Many of our client dependency packages have corresponding type definition dependencies (e.g.
@types/jest
for our Jest dependencies). These packages do not contain any business logic.
In order to streamline the process and avoid unnecessary QA time, it is sufficient to handle these by ensuring that all CI jobs pass successfully, merging the PR, and marking the ticket as Done.
QA testing
By default, dependency updates do not undergo individual testing by QA. However, we do want our QA teams to be aware of the changes so that they can react appropriately if problems occur during regression testing. For this reason, we assign each dependency ticket to our QA team for review, along with a recommendation for manual testing when necessary.

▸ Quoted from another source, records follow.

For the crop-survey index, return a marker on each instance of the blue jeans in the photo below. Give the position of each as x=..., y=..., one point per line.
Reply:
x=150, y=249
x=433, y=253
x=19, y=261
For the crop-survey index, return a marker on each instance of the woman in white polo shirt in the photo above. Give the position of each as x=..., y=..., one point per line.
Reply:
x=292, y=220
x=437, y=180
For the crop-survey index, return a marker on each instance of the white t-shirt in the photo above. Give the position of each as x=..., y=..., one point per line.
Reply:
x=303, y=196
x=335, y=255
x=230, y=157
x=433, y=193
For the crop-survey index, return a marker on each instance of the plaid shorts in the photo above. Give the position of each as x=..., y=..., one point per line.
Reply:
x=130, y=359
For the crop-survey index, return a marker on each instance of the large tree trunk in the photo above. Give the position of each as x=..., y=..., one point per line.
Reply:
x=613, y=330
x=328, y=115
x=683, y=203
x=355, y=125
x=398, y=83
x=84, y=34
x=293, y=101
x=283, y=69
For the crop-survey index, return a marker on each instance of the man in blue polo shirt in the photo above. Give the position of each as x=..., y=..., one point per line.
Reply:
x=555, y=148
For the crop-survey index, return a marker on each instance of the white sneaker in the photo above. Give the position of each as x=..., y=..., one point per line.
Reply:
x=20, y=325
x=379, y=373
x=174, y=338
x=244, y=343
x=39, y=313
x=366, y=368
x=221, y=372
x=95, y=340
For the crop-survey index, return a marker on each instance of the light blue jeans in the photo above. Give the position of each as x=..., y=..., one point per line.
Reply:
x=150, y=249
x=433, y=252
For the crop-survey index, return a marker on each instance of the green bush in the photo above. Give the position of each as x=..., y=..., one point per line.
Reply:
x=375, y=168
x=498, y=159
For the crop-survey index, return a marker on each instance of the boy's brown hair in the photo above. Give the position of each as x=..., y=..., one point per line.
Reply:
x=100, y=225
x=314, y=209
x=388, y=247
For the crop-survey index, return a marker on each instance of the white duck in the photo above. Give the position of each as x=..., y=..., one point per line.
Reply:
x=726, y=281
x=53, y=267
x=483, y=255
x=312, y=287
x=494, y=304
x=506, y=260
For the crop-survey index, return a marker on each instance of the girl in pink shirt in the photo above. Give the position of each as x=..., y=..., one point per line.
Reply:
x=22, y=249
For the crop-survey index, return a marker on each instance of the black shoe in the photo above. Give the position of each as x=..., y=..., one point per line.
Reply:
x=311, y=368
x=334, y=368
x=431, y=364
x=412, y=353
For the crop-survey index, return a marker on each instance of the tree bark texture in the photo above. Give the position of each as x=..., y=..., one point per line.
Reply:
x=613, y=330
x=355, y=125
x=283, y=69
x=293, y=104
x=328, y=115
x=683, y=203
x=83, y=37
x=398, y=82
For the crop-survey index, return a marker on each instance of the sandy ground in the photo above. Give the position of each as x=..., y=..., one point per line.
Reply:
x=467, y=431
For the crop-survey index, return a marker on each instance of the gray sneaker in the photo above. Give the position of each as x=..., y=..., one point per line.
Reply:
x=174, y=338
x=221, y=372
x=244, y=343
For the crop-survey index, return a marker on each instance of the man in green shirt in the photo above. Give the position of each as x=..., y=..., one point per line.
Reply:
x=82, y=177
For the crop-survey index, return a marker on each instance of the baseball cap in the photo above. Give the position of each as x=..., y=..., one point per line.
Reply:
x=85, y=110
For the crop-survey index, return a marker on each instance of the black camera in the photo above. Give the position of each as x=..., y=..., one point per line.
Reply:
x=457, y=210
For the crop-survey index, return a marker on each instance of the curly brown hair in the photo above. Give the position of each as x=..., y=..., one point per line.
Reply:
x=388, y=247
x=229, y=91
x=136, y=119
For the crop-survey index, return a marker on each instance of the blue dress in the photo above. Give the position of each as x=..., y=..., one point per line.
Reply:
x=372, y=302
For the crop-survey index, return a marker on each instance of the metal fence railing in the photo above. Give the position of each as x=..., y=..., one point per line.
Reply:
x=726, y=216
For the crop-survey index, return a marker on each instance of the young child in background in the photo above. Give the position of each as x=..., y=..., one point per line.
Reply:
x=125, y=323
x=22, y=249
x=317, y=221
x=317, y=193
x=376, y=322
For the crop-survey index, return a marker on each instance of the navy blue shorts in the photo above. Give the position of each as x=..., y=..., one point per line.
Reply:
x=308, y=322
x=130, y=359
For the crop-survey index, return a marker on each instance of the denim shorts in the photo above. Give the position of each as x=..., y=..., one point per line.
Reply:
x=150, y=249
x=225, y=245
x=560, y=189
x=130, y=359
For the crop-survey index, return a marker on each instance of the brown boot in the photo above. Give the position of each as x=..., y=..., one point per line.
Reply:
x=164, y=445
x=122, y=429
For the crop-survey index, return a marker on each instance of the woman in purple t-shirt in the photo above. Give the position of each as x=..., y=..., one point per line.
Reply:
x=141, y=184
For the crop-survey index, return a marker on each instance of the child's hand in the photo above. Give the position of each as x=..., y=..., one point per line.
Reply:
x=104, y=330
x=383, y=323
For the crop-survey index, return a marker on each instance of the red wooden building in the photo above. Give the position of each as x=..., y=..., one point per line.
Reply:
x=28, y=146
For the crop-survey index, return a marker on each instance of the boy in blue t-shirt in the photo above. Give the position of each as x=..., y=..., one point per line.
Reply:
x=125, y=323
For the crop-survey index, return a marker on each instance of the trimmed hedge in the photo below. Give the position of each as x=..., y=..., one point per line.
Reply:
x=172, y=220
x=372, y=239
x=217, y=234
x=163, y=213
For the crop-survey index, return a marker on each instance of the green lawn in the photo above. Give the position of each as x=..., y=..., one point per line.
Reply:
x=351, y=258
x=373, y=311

If the QA engineer agrees that manual testing is not required, they will mark the ticket as Done
.
If the QA engineer or the developer recommends manual testing, QA will perform the testing with the
scope defined in the testing notes, marking the ticket Done
only when testing is successful.
Reverting
In the event QA finds a regression, the developer is responsible for assessing the impact and either immediately revert the update or resolve the regression in a new PR.
Closing irrelevant PRs
Sometimes Renovate will create PRs for dependencies that we are currently unable to upgrade for
various reasons. For example, contributing-docs
depends on docusaurus
, which supports specific
versions of react
. We cannot upgrade react
until docusaurus
supports it.
In those cases the team can comment on the PR with a reason for not yet upgrading and either close or defer it until a later date. If a team closes a PR it is expected that its members monitor the dependency and revisiting the upgrade in the future.
Renovate configuration
Renovate is configured by a .github/renovate.json
file in each repository. We follow an internal
template for consistency. The template is available at the
template repository.
Renovate uses a concept called
PackageRules
that allows us to
specify ownership of dependencies and ensure the appropriate team is added as reviewers. Below is an
example assigning @angular/core
to the Platform team.
{
"matchPackageNames": ["@angular/core"],
"description": "Platform owned dependencies",
"commitMessagePrefix": "[deps] Platform:",
"reviewers": ["team:team-platform-dev"]
}
For repositories maintained by a single team there is no need to use packageRules
to assign
ownership. Instead ensure appropriate code owners are set up.